Genetic model for growth and developmental control in A. nidulans. We propose that the heterotrimer composed of FadA and SfaD∷GpgA functions in vegetative growth and fertilization signaling in A. nidulans (Yu et al. 1996; Rosén et al. 1999). Moreover, a recent study by Lafon et al. (2005; see accompanying article in this issue) revealed that GanB and SfaD∷GpgA constitute a functional heterotrimer that functions in conidial germination and sensing external carbon sources. In this model, it is speculated that during the vegetative growth phase FadA and SfaD∷GpgA primarily mediate signaling for proliferation.
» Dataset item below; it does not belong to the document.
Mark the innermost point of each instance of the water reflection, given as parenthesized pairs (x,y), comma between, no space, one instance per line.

Activation of asexual/sexual development requires at least partial inhibition of this vegetative growth signaling. FlbA is an RGS protein that attenuates vegetative growth signaling by increasing the intrinsic GTPase activity of FadA (Lee and Adams 1994a; Yu et al. 1996). FluG activates asexual development by removing repressive effects imposed by multiple negative regulators (Seo et al. 2003), resulting in activation of a key transcription factor BrlA (see Adams et al. 1998). Genetic data suggest that GanB (Chang et al. 2004) and SfaD (Yu et al. 1996; Rosén et al. 1999) function in negative regulation of conidiation under submerged culture conditions. It is further speculated that FadA and SfaD∷GpgA may also function in signaling for sexual fruiting body development. A possible negative role of SfaD and/or GpgA in Hülle cell formation is indicated.